In response, Bewdley reinvented itself and became picturesque. Now every shop sells antiques, most of them good-quality new ones. The roads are narrow, as they were designed for traffic with hooves, and there are often long queues. When the river floods people come from Kidderminster and Kingswinford to stand and watch water misbehaving. The houses closest to the river are always up for sale.
I left the car on the Pay and Display car park, which was free in the evenings, and Dermot and I walked along the river to Tina and Roger’s house. Their house was Georgian and damp, as are most of the riverside houses. It had a step up to the front door, but not a high enough one to avoid the floods. Twice a year they’d have to move everything to the top floor and then spend a week going through the house with the scrubbing brushes and the detergent. Whenever the river Severn visited it brought a lot of things with it, and it left a lot of them when it went. There was a tidemark on the outside wall at about waist height. When it rained heavily in Wales, Tina and Roger would start hauling furniture upstairs.
It often rains heavily in Wales. I know that from my time in Borth. Sometimes there would be more water in the sky than in the estuary.
Dermot was unimpressed with Bewdley.
‘I thought it’d be more, you know, more countryside. It’s like Stourbridge.’
‘It’s Georgian.’
‘It’s like Stourbridge but older. And what’s with these fucking shops? They all sell antiques. Do they eat antiques round here? Or are they all off in the fucking fields hunting down potatoes? Who lives out here?’
‘Tina and Roger.’
‘I notice you always put them in that order. Here,’ he said, alarmed. ‘There are ducks in the road.’
‘There’s a river there,’ I said, pointing to it.
‘I can see the fucking river.

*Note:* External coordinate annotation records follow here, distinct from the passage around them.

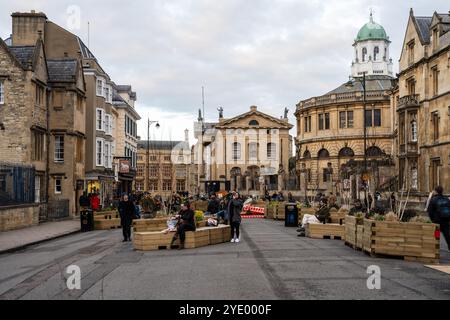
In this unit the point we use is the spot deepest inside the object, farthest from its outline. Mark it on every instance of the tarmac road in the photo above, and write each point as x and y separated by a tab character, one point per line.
271	262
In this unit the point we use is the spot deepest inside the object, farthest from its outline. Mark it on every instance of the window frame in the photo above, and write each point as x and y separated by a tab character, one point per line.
60	185
2	92
58	149
101	119
99	155
271	151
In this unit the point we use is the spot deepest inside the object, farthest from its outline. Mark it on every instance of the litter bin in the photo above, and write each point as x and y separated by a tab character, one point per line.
291	215
87	220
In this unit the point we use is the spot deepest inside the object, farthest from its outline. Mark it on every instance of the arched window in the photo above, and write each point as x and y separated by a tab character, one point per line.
271	151
374	152
253	151
414	131
236	152
376	52
323	154
346	152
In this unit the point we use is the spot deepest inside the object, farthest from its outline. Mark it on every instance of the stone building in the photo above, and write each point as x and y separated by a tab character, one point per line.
423	106
249	153
44	115
163	166
330	129
125	160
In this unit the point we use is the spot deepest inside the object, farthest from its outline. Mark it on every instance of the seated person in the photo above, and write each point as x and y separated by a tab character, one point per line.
322	216
357	207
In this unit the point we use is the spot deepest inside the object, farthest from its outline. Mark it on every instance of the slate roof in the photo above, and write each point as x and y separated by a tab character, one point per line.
25	54
373	83
423	27
85	52
162	144
62	70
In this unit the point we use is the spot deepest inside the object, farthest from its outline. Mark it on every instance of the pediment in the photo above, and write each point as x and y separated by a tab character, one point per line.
254	119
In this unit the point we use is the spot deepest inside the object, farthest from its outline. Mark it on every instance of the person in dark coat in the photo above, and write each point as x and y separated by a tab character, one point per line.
439	213
235	210
187	223
213	205
127	212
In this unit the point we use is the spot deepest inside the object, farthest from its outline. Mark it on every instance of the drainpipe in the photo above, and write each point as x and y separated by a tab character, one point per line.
47	171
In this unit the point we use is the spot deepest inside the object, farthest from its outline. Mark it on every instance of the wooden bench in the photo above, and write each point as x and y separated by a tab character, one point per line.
147	241
106	215
106	224
325	231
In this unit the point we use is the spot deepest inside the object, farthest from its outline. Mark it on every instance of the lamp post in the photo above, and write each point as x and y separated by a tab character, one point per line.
365	175
147	171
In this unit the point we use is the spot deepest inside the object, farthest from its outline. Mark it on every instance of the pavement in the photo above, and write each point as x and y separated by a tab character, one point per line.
17	239
270	262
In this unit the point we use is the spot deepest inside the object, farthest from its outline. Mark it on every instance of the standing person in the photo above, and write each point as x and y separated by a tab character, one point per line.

Why aren’t the ducks down there in the water?’
‘Maybe they fancied a change.’
‘I’m happy for them. Do they bite?’
I looked at him.
‘Are you scared of them?’
‘I’m scared of nothing.’
Despite his claim, he gave the ducks – a couple of mallards – a wide berth.
‘You’re scared of ducks,’ I said. ‘How are ducks going to hurt you?’
‘You’re scared of mirrors,’ he said. ‘That makes more fucking sense does it? Where are the trees? We’re in the countryside and all I can see is shops and a river. Where’s all the nature?’
‘All directions. You have to walk to it.’
‘Where are we, the middle fucking ages? No one walks anymore. Even you don’t walk. We’re in the nineties now, nature wants to get its arse in gear.’
‘This is their house.’
Dermot checked it out.
‘Looks alright,’ he said.
Tina let us in. She was wearing a loose flowing thing from the Gap. Roger was dressed in a collection from French Connection, as usual. He didn’t look anything like a lecturer; all of the other ones I’d encountered were of the leather-elbow-pad variety.
They’d painted the inside of their house the colour of gentlemen’s studies in old films. It looked warm and amber, with a density of light you almost had to push your way through. Tina went in for rugs with a lot of dark red in the patterns. Carpets were pointless as you couldn’t get them upstairs quickly enough when the river came in unannounced. They seemed to have a lot of dark wood furniture, until you looked more closely and realized how little there was. A table with four ladderback chairs, a cabinet with a small television (they only had terrestrial channels, and only four of those), a small chest of drawers with framed photographs on the top. There was no sofa, no armchairs, nothing that’d take a lot of hoisting up the stairs when the Severn started getting too lively.
I’d seen the kitchen on previous visits and I knew that all of the cupboards were mounted at head height, well above the high-tide mark. They kept the fridge/freezer on the upstairs landing and the washing machine in a spare room upstairs. The small electric oven could be manhandled up the stairs with the help of the neighbours. Even after everything had been moved above the high water mark, the house was uninhabitable until the water level dropped. There would be no electricity until the river stopped having its fun and got itself back where it belonged. The presence of three feet of water dropped the temperature by several degrees, and the water wasn’t clean.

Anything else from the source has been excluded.